Die Krönung dieser Zusammenarbeit ist jedoch die im Herbst 1923 begonnene Arbeit an dem ‚Medizinischen Buch’, das nach dem Tode Rudolf Steiners unter dem Titel „Grundlegendes für eine Erweiterung der Heilkunst“1 herauskam und dessen 18. Kapitel der Heileurythmie gewidmet ist. Wegman war es aber auch, die ihm im Sommer 1923 die für die gesamte anthroposophische Bewegung entscheidende Frage nach der Erneuerung der Mysterien gestellt hatte. Als Rudolf Steiner nach dem Brand des ersten Goetheanum und dem Versagen der Anthroposophischen Gesellschaft mit der Frage lebte, ob er einen Orden gründen und sich aus der Anthroposophischen Gesellschaft zurückziehen sollte, sagte sie zu ihm: „Aber Herr Doktor, Sie können doch die Gesellschaft nicht alleine lassen!“ Im Sommer 1923 dann, in England, wurde ihr das zentrale Anliegen ihres Lebens bewusst, das sie Rudolf Steiner gegenüber etwa so formulierte (vgl. Mysterien und Initiation: Frage nach einer erneuerten Mysterienmedizin):

„Ich möchte gerne eine Medizin haben, wie es sie zu den Zeiten der alten Mysterien gab – nur in christlicher Form.“

Bernard Lievegood hat wiederholt erzählt, wie Rudolf Steiner zu Zeylmanns van Emmichhofen gesagt hätte, dass diese Frage Ita Wegmans für ihn „die Parzivalsfrage“ gewesen wäre, die ihn veranlasst hätte, die Weihnachtstagung von 1923/24 zur Neubegründung der Anthroposophischen Gesellschaft abzuhalten.

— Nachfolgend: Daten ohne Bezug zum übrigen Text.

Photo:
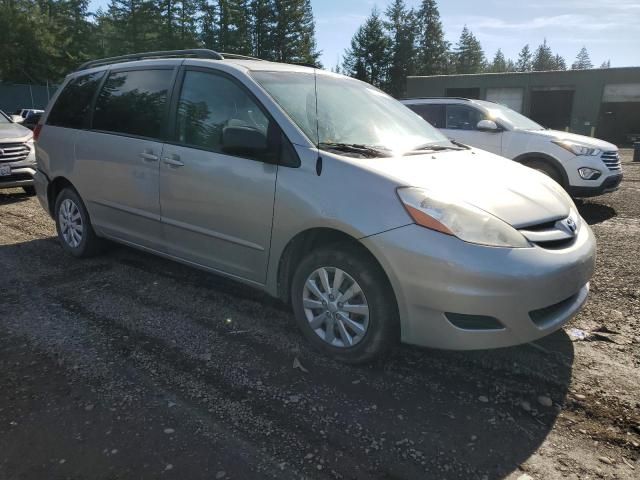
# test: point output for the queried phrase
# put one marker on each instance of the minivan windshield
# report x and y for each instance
(349, 115)
(516, 120)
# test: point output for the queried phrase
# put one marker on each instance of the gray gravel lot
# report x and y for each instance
(131, 366)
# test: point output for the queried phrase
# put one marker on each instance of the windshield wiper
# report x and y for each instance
(430, 147)
(364, 150)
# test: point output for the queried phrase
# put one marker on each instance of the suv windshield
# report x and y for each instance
(513, 118)
(351, 115)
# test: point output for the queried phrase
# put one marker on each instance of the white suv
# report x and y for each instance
(584, 166)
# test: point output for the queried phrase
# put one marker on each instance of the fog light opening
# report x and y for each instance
(587, 173)
(474, 322)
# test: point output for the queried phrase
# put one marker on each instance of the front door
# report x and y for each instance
(217, 205)
(461, 125)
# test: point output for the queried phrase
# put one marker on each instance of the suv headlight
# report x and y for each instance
(460, 219)
(577, 148)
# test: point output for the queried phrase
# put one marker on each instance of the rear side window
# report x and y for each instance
(72, 107)
(434, 114)
(134, 103)
(208, 104)
(462, 117)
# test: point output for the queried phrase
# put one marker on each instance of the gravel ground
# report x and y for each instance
(131, 366)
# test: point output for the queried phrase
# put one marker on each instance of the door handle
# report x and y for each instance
(173, 161)
(149, 157)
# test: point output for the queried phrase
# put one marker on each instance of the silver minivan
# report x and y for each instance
(320, 189)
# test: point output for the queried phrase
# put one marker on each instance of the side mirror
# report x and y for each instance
(244, 140)
(487, 126)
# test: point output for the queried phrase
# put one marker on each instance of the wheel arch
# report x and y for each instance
(526, 158)
(311, 239)
(53, 190)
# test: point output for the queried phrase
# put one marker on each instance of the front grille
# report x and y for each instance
(612, 161)
(13, 152)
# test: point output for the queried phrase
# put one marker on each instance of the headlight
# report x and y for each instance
(587, 173)
(460, 219)
(577, 148)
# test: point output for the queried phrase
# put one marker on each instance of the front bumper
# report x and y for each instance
(531, 292)
(21, 176)
(610, 184)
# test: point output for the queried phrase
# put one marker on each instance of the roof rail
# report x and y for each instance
(439, 98)
(195, 52)
(237, 56)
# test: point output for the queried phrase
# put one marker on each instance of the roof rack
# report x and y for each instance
(439, 98)
(236, 56)
(195, 52)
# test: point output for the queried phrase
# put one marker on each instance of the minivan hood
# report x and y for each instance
(12, 132)
(516, 194)
(574, 137)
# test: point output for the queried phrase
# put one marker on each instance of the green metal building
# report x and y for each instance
(601, 102)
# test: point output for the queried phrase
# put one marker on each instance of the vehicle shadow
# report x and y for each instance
(422, 413)
(13, 196)
(595, 213)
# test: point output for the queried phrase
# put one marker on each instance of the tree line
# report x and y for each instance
(404, 41)
(43, 40)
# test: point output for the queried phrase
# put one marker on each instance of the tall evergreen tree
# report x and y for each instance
(469, 54)
(135, 26)
(233, 33)
(524, 60)
(400, 25)
(368, 58)
(543, 59)
(559, 63)
(262, 24)
(583, 62)
(499, 63)
(208, 26)
(432, 48)
(294, 36)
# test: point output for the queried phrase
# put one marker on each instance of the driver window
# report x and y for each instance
(208, 104)
(462, 117)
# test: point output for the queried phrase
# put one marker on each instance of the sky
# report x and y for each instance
(610, 29)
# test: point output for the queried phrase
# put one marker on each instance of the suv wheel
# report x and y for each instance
(344, 304)
(74, 226)
(549, 170)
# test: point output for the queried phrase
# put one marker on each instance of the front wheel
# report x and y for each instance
(549, 170)
(74, 226)
(344, 304)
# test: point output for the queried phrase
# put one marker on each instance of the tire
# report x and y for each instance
(548, 169)
(381, 325)
(70, 209)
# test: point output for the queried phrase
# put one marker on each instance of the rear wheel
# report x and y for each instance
(74, 226)
(344, 304)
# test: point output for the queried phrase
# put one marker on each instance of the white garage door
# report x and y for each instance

Ohne diese Frage wären die Neubegründung der Gesellschaft und die öffentliche Begründung der Hochschule für Geisteswissenschaft durch Rudolf Steiner gar nicht möglich gewesen.

Vgl. Vortrag „Vom Wesen der Heileurythmie als Herzorgan der Anthroposophischen Medizin“,
1. Weltkonferenz für Heileurythmie am Goetheanum, 30. Mai 2008**

  1. Rudolf Steiner, Grundlegendes für eine Erweiterung der Heilkunst. GA 27.